Bizarre preggo dreams seem to follow a cycle of trimesters, like so many other aspects of the joyous wonderment that is Breederville.
According to babyzone.com, first trimester dreams are about the past: maybe you’re clearing old houses and lovers out of your psyche to make room for the new.
In the second trimester, animals and water come to the fore. This is when you dream you’re a dolphin.
By third trimester, dreams are getting dramatic. Natural phenomena dominate, like volcanos. Celebrities drop in and dream-bomb.
I find third trimester dreams are also practical dreams. You dream about the impending birth, labour if you’re luck enough to expect one, stuff that might go wrong, or the baby you’ll meet soon. If you’ve done this before, you may dream that you’re cowering in a cupboard, ignoring a screaming baby and hoping the rest of your family won’t find you, while you scoff a Freddo frog stolen from your son’s party bag stash.
Interpreting dreams is tricky, and there are heaps of different perspectives. Some cultures and dreamwatchers see certain symbols within dreams as particular portents. There are websites for that kind of symbolic dream analysis. Pragmatists may consider dreams as your mental preparation for events that may happen. Others, more metaphysically inclined, think that dreams are part of our lives that have already happened in another dimension. They should probably keep away from the bad acid. A psychoanalyst, bless ‘em, would see things differently, again. Dreams, for them, fulfil repressed desire. You really did want to sleep with your nephew. (Eewww to you.)
I often dream of my grandmother’s house, and have done so for decades. I’m pretty sure this house, which I haven’t physically visited for about 20 years (and which, sadly, doesn’t even exist anymore) represents me. It has featured in dreams throughout this pregnancy, especially the garden. I believe it represents parts of my mind, or maybe my life, that might need examining. Not that I actually follow through with any actual examination. Keeping stuff repressed is much more exciting, no? Pregnancy has added more past houses to the dream repertoire: my other grandparents’ coastal house, my parents’ home where I spent my teens.
I seem to dream of a particular figure from my past when I’m dissatisfied with my present. He’s not quite an ex, and he hasn’t been around much during these pregnancy dreams. A few other shady past lovers have featured, however, some of whom I’d quite forgotten existed. I guess this is part of the psychological cleaning out of the old to make room for the new. It weirds me out a bit.
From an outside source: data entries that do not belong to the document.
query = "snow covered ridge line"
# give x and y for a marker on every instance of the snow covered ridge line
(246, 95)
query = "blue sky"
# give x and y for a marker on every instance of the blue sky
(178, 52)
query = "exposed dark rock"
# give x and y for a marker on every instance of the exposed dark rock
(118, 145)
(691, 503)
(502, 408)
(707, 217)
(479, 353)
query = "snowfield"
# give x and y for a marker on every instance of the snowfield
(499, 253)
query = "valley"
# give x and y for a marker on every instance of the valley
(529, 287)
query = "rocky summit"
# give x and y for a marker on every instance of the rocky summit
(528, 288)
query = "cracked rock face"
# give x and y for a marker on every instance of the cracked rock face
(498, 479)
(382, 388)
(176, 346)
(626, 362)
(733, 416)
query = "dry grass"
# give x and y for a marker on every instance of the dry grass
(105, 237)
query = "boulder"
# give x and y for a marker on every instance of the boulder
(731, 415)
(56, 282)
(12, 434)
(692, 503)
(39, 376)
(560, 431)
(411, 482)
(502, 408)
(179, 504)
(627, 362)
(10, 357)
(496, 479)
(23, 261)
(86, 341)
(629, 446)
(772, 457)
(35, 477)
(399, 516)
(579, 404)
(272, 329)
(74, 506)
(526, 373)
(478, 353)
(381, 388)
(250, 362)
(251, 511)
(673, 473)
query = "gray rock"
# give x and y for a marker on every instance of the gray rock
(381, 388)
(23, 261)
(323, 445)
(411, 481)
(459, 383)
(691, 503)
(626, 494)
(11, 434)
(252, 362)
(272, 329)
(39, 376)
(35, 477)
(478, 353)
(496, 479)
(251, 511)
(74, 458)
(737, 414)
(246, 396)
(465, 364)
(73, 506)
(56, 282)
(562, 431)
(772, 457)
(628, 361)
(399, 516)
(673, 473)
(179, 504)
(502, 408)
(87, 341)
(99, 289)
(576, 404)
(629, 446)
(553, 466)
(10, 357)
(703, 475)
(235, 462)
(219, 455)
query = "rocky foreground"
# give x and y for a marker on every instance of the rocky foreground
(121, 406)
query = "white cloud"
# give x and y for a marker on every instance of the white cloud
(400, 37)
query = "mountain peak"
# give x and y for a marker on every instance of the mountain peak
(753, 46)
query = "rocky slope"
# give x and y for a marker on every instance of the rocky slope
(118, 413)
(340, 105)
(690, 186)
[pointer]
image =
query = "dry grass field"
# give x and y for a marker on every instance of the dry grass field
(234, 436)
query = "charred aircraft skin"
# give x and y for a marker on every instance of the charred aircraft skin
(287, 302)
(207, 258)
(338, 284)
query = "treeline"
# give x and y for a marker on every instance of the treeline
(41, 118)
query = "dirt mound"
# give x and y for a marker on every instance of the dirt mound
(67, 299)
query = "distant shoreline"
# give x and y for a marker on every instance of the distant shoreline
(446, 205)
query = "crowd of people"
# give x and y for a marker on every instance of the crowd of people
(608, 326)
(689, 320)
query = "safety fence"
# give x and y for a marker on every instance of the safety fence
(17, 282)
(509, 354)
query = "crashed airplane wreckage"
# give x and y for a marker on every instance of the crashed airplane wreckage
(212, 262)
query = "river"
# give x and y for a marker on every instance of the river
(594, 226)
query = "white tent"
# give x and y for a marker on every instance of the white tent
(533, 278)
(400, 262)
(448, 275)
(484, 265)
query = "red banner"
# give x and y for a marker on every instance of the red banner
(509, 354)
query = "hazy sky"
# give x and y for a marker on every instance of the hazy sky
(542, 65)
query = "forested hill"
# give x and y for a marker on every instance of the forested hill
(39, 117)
I also have a penchant for Hollywood Blockbuster Action Movies – in my dreams, that is, as I’m a regular indie/foreign movie snob in reality. But I have scripted car chase and spy scenes in these dreams that, had I bothered writing them down, may have made me a fortune. In pregnancy, these have continued, multiplied, and taken place in exotic locations I’ve never visited.
The saucier dreams often involve my partner, which feels rather pedestrian, and the fact of which I’m not writing just in case he reads this, I swear.
The weirder dreams of the past months, at 31 weeks now, I’ve quite forgotten. Damn. They were probably rather entertaining. More so than this post, which started off as a good idea, but now bores me. Congratulations if you’ve made it this far. I’ve had enough, myself.
*Maybe they don’t wake up properly for like, months, dude. Pass the Tim Tams?